Survey: 93% of large North-American IT shops have hit an AI-coding incident

The number

A survey published today on DevOps.com reports that 93% of 406 IT decision makers at North American organizations with more than 250 employees have experienced at least one infrastructure incident caused by reliance on AI coding tools. The sample is North American only, and the size cut is 250-plus employees. Startups and mid-market shops sit outside the frame. Read at face value, the AI-coding incident is now a baseline event at large IT.
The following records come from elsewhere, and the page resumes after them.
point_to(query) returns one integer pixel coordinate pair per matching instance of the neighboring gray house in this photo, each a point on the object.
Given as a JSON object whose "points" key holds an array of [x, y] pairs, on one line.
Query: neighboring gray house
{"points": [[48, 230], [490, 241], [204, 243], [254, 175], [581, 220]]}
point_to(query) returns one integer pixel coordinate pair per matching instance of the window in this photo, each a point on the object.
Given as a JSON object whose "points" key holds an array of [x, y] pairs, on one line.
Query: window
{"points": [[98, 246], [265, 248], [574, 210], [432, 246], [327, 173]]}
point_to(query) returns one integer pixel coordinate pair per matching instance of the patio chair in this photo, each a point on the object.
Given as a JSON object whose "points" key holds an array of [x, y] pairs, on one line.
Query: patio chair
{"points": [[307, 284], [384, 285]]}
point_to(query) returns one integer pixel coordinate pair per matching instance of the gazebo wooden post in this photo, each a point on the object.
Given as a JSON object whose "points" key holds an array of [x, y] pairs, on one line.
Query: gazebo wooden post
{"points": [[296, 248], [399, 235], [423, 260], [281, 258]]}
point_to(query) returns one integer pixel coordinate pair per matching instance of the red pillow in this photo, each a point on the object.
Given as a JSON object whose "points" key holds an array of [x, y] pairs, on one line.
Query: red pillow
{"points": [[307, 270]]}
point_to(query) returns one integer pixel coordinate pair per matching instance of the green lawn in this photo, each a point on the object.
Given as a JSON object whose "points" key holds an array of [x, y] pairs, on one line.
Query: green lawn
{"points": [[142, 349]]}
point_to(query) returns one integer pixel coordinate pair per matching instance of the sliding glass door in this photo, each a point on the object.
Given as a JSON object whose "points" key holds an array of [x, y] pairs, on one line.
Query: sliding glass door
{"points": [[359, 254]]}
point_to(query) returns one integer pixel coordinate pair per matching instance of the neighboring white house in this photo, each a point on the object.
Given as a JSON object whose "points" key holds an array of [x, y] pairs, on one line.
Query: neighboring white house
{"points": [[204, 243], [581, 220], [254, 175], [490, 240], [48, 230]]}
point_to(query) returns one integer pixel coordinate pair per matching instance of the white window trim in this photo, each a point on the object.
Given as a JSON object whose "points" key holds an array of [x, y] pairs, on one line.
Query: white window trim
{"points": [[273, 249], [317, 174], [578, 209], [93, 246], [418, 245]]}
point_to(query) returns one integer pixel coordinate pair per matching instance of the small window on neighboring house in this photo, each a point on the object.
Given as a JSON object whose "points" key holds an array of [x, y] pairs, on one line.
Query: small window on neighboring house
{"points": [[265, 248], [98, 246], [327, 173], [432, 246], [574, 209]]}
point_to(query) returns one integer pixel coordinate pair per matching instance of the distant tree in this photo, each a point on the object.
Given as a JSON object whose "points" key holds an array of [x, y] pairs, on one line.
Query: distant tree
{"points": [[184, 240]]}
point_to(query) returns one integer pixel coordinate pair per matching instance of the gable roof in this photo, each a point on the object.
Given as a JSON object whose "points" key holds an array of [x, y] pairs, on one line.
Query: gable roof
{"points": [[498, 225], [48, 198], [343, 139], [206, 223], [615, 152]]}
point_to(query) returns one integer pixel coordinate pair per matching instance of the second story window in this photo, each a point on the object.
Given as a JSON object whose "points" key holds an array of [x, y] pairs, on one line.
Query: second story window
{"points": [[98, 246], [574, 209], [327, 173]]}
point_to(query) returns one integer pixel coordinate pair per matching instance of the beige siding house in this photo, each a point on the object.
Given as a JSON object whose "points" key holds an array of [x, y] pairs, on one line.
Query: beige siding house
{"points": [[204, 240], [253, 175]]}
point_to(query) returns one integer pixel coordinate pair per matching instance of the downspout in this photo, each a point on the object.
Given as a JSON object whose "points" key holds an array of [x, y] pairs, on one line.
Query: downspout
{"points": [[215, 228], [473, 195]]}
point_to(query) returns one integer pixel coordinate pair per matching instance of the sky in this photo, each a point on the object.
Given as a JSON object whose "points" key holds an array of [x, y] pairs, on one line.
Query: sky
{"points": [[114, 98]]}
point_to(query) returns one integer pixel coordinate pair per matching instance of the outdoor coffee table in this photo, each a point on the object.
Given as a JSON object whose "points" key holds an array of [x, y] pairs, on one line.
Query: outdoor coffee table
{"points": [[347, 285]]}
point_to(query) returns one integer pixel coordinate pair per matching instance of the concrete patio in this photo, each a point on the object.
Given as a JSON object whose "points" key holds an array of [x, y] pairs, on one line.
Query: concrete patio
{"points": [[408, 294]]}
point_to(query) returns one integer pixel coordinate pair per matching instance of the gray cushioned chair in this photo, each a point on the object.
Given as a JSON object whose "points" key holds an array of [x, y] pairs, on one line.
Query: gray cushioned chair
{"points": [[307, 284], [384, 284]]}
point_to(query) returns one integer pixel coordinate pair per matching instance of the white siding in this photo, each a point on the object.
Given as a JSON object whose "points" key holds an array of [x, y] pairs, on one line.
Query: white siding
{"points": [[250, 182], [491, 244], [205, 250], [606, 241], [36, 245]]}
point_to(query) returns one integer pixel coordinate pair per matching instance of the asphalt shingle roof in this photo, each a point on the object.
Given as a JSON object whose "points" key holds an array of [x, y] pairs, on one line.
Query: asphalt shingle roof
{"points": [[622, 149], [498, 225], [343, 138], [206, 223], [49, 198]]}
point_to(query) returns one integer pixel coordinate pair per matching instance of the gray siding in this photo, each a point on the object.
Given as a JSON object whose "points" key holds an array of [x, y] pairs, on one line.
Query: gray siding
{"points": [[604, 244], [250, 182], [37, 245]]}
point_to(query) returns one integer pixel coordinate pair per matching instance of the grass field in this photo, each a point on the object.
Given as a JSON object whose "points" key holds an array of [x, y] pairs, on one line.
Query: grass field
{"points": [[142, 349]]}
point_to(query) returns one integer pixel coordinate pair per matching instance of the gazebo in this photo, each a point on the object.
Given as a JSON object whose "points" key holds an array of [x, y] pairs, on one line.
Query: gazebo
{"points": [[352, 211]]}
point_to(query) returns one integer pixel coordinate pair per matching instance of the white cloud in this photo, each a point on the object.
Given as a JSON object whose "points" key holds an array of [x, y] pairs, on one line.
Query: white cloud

That changes the conversation CI/CD owners have been carrying on their own. Until now the case for harder review on agent-generated changes was thin: anecdote against vendor demo. 93 out of 100 large IT shops is a number that fits on a slide in front of a steering committee.

What it doesn't tell you

The respondents are IT decision makers, not the on-call engineers paged at 3am, so the operational shape of these incidents (rollback time, blast radius, whether the offending change came from an autonomous agent or an autocompleted line) sits outside the headline. "Caused by reliance on AI coding tools" is also a wide net. A merge of a hallucinated import is one thing. A refactor pushed through a stale test suite is another. They call for different controls.

So the practical read is narrower than the headline. The 93% says the argument has shifted from whether AI-assisted code can break production at large IT shops, per DevOps.com, to which gate stops it and how much of the existing CI suite is enough. That second half is what teams will be answering with their own incident postmortems in the meantime.